By Cyprian Musoke

THE Peace and Security Council of the African Union (AU) has asked the UN to impose a no-fly zone on Somalia and block sea ports through which foreign groups supply logistics to the insurgents.

Eritrea, in particular, has been accused of serving as a conduit for arms, logistics and foreign fighters to the Islamist group Al Shabaab in Somalia.

On December 23 last year, the UN Security Council imposed an arms embargo on Eritrea and vowed to slap financial and travel restrictions on its leaders for arming Al Shabaab.

The resolution, which was introduced by Uganda, passed by a vote of 13 to 1 in the 15-nation council, with Libya voting “no” and China abstaining.

At its meeting held in Addis Ababa on Thursday, the council hailed all the countries and institutions providing support to the AU peace keeping mission, especially Uganda and Burundi, calling on other member states to join.

Uganda and Burundi are the only countries that have contributed soldiers to the AU peace keeping force, known as AMISOM, but the 5,000 strong force falls short of the 8,000 soldiers required to secure the capital Mogadishu alone.

The AU council stressed that the deterioration of the situation in Somalia is proof of the increased internationalisation of the conflict.

It, therefore, called for the deployment of UN staff to help stabilise the situation and support the reconstruction of the country.

“The council noted that the current support remains below what is required on the ground and called for more mobilisation of the international community,” an AU release said over the weekend.

The group reiterated its support to the Somali government and asked for more support, including military, to enable the government neutralise the armed element and deliver basic services.

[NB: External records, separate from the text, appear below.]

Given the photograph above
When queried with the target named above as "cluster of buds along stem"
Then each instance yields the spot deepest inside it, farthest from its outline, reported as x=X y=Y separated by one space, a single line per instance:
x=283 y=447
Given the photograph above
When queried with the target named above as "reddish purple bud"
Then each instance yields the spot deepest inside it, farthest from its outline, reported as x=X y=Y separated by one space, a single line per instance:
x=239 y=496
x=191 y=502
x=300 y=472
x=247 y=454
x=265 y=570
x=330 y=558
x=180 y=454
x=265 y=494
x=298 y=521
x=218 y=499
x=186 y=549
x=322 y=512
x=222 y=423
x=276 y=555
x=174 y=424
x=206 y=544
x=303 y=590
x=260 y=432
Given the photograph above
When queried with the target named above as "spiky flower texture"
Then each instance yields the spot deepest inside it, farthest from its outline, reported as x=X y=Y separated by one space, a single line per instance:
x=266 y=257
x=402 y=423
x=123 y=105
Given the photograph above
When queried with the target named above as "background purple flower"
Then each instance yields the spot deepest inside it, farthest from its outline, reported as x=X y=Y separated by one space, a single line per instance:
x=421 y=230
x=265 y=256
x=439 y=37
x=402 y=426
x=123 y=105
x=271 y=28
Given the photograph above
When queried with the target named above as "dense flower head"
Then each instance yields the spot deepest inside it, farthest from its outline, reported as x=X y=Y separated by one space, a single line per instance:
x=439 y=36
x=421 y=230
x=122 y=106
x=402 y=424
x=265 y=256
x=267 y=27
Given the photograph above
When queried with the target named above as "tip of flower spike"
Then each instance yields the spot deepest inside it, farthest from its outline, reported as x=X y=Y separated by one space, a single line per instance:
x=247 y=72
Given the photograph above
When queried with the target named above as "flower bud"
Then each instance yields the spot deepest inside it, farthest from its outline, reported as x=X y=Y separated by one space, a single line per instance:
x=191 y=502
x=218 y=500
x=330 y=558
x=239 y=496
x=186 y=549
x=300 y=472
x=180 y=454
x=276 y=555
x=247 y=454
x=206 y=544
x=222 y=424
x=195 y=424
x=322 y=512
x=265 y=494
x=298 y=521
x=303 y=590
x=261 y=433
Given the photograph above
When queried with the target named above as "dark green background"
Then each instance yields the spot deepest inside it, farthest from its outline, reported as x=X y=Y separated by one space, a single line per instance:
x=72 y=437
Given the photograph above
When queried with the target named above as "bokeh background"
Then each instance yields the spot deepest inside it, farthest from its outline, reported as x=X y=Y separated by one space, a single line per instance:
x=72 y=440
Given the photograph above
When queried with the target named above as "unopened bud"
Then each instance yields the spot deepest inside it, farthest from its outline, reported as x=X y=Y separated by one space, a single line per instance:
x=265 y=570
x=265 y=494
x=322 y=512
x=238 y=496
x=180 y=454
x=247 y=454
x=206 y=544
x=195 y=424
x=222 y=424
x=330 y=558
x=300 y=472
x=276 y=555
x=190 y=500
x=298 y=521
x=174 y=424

In that respect, it welcomed the recent commissioning of eight battalions of the Somali security forces, who had been trained by AMISOM.

It also welcomed the completion of the induction course for the AMISOM police trainers from Ghana, Nigeria, Sierra Leone and Uganda who will in turn train the Somali police.

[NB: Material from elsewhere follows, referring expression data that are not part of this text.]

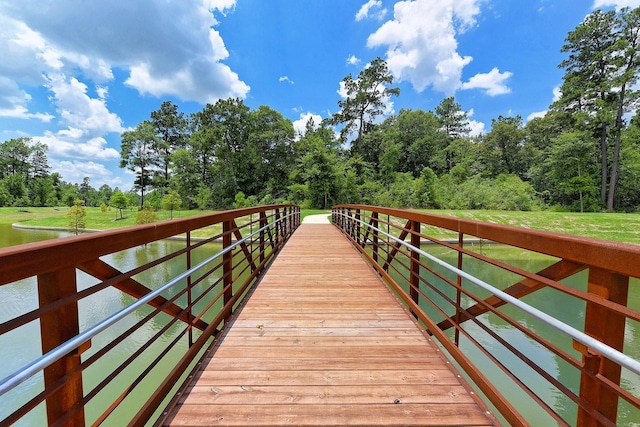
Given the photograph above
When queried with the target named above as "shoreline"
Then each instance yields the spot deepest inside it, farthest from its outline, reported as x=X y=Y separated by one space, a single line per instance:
x=19 y=226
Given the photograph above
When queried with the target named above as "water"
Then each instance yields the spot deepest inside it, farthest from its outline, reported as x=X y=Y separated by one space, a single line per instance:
x=19 y=346
x=22 y=345
x=553 y=302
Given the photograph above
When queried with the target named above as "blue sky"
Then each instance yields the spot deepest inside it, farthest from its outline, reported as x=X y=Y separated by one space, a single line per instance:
x=75 y=74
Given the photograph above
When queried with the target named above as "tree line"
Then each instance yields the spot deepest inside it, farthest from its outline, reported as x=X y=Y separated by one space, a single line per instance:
x=583 y=155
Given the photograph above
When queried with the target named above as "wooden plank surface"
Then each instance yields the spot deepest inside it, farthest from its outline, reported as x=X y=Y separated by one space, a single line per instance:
x=322 y=341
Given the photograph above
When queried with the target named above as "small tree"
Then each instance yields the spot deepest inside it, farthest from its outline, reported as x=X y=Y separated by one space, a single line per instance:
x=76 y=215
x=119 y=201
x=146 y=216
x=171 y=201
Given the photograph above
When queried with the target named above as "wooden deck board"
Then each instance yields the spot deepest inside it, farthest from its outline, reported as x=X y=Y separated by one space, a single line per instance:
x=322 y=341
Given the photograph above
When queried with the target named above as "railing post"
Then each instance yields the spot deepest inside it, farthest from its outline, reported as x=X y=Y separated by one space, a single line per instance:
x=227 y=266
x=415 y=262
x=263 y=223
x=56 y=327
x=189 y=296
x=459 y=291
x=374 y=223
x=607 y=327
x=358 y=231
x=278 y=225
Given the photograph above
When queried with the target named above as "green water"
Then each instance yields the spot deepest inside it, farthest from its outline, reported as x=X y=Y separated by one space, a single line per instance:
x=555 y=303
x=20 y=346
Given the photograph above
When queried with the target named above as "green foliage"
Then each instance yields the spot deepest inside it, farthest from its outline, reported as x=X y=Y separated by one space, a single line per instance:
x=241 y=201
x=171 y=201
x=77 y=216
x=119 y=201
x=146 y=216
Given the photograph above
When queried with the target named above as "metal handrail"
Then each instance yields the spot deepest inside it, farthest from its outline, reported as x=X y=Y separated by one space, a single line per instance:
x=55 y=265
x=611 y=353
x=27 y=371
x=434 y=292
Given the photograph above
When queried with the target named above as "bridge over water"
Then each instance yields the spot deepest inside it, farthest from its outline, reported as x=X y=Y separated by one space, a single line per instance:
x=366 y=321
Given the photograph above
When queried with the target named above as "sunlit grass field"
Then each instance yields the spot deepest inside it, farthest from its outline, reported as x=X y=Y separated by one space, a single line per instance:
x=617 y=227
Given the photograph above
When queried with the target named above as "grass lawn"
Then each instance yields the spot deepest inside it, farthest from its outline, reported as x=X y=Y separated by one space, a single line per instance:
x=98 y=220
x=618 y=227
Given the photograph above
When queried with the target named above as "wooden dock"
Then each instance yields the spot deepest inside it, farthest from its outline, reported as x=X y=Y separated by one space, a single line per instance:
x=322 y=341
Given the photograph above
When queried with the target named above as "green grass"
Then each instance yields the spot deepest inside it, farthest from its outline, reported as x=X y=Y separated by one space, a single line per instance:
x=618 y=227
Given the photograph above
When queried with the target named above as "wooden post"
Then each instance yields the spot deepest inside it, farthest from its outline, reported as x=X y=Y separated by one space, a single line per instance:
x=374 y=223
x=189 y=295
x=415 y=266
x=57 y=327
x=607 y=327
x=357 y=230
x=227 y=266
x=458 y=291
x=263 y=223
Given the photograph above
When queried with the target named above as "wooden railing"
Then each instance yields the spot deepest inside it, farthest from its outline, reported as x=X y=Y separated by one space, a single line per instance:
x=181 y=317
x=542 y=351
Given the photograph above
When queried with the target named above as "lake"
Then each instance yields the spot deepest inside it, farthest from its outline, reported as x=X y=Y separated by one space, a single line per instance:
x=18 y=347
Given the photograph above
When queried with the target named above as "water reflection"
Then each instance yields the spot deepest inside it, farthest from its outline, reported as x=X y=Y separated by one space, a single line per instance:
x=22 y=345
x=553 y=302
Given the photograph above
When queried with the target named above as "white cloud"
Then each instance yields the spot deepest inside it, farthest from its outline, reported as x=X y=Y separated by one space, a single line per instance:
x=618 y=4
x=372 y=8
x=80 y=111
x=421 y=42
x=70 y=144
x=536 y=115
x=168 y=50
x=300 y=125
x=285 y=79
x=493 y=82
x=353 y=60
x=14 y=101
x=75 y=171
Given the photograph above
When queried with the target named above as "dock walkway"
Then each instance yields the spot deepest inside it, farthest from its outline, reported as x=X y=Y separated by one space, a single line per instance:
x=322 y=341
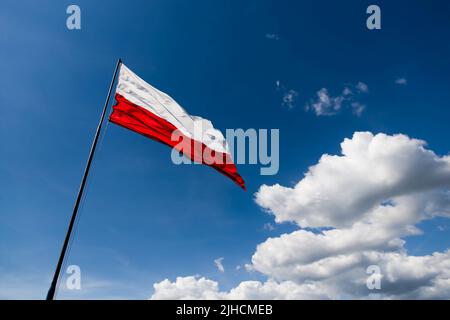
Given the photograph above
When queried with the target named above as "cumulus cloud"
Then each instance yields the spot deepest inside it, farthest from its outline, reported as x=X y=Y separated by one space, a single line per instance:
x=327 y=105
x=358 y=208
x=362 y=87
x=373 y=169
x=219 y=265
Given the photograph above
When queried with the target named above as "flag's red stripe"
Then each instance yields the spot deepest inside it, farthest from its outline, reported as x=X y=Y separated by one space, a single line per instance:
x=140 y=120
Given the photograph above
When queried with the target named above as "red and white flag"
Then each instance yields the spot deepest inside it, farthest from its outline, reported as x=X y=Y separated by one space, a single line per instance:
x=154 y=114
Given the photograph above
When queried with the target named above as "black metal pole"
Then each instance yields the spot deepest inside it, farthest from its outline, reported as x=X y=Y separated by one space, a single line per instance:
x=51 y=291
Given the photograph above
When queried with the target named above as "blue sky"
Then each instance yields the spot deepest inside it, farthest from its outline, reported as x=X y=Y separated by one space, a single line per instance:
x=144 y=219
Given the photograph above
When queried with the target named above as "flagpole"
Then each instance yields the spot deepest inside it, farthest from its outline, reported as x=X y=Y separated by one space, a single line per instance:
x=52 y=290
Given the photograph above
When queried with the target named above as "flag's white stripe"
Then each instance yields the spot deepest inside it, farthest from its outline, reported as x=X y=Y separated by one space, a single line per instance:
x=139 y=92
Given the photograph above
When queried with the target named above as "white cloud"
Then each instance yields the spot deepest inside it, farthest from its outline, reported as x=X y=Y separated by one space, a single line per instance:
x=289 y=98
x=325 y=105
x=343 y=189
x=362 y=87
x=328 y=105
x=358 y=108
x=401 y=81
x=219 y=265
x=370 y=198
x=268 y=227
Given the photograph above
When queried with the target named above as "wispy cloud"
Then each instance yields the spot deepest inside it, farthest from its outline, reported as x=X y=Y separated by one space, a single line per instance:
x=327 y=105
x=219 y=265
x=362 y=87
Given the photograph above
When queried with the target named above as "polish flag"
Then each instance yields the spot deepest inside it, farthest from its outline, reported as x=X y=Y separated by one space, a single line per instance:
x=154 y=114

The council again condemned the acts of violence and terrorism by Islamist militant groups Al Shabaab and Hizbul Islam “with the active support of foreign elements in defiance of the peace overtures of the government and the international community”.

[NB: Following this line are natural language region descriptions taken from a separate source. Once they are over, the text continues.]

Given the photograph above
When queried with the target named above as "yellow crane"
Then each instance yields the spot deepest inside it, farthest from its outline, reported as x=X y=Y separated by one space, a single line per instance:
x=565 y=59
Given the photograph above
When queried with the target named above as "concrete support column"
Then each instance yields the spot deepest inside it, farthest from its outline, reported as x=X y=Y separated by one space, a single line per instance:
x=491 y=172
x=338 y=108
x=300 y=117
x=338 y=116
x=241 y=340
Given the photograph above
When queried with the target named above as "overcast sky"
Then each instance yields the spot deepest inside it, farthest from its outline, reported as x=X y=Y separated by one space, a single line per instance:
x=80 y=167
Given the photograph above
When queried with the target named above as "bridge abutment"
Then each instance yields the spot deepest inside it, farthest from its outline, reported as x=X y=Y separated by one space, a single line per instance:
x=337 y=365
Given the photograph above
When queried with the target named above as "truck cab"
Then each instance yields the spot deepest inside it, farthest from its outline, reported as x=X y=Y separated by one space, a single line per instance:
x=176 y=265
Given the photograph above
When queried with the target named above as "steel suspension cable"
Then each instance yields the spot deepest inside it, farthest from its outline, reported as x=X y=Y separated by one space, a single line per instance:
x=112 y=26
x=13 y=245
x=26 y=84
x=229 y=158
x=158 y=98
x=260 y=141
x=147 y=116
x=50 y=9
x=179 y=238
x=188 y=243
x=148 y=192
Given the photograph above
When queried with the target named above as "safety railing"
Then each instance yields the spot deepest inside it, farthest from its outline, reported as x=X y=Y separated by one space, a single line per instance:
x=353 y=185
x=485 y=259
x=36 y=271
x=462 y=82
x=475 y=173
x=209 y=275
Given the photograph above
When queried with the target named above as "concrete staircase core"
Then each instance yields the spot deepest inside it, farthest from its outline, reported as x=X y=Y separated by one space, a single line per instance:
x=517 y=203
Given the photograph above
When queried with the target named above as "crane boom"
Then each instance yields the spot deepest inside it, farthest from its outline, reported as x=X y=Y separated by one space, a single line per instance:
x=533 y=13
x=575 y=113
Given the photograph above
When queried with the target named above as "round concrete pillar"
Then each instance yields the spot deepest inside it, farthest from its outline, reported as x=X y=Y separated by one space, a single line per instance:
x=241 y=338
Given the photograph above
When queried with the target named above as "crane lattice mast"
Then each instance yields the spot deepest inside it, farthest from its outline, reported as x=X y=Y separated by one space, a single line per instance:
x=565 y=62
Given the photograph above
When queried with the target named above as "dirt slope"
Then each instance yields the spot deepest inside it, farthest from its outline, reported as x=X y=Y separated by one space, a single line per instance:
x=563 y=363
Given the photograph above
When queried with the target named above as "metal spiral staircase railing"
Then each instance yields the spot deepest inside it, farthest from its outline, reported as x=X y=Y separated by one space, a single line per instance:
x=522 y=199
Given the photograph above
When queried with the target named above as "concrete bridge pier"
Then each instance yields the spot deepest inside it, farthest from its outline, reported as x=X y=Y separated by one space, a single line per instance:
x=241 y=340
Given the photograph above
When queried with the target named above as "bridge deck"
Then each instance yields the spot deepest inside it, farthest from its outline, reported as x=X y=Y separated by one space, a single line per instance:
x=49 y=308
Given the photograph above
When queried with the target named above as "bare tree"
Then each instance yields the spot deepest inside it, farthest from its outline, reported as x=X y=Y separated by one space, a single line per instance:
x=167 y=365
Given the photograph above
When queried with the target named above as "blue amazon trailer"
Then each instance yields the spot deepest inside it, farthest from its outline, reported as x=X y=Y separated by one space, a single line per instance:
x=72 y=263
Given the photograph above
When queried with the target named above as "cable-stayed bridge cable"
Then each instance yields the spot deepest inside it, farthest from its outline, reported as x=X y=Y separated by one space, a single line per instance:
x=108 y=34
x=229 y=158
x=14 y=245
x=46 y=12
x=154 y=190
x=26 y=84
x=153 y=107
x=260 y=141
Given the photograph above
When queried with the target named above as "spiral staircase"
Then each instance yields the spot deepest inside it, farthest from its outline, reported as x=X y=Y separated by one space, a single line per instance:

It reiterated its call to all the Somali parties to join the peace process without any precondition and delay.

It also demanded that armed opposition groups ensure unrestricted access and assistance to needy civilians in areas under their control.

Meanwhile, World Food Programme has reported that Al Shabaab militants are stopping convoys of food reaching more than 360,000 displaced people.

Al Shabaab says World Food Programme is ruining local farming by forcing Somalis to rely on imports. But the UN says Somali farmers cannot supply enough food.